Dear advertisers: It’s time to stop supporting BuzzFeed Video - l33tbro
https://medium.com/swlh/dear-advertisers-its-time-to-stop-supporting-buzzfeed-video-10f1f423a645#.qeqa0p5si
======
lacker
I get why the author is annoyed, but that isn't how intellectual property
works.

Let's dig into one example. In 2013 the author made a video series called "How
Do Black People Feel About?", two years later BuzzFeed made a series called
"Ask an Asian", and the author thinks it's a ripoff.
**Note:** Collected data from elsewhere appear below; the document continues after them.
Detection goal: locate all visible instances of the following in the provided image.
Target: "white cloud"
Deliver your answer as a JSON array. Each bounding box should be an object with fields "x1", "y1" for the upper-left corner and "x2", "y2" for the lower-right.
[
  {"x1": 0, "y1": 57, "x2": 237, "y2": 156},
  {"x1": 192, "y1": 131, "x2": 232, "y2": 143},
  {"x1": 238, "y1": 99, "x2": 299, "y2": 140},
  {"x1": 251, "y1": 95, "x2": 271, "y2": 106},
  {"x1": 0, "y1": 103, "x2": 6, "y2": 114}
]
Is it a ripoff? Not unless they are both ripoffs. Looking around, that isn't
even the first thing called "Ask an Asian". The Huffington Post ran a similar
bit a year before either of the video series:
[http://www.huffingtonpost.ca/tetsuro-shigematsu/asian-
bc_b_1...](http://www.huffingtonpost.ca/tetsuro-shigematsu/asian-
bc_b_1778549.html)

All that is going on here is that there is a limited amount of ideas for funny
internet videos, and often you will see a funny video that is pretty similar
to another. That's it. Maybe it was inspired by watching others, but it
doesn't matter. You just can't own an idea as general as "making art with
pancakes".

------
ChuckMcM
Doesn't DMCA work against buzzfeed videos?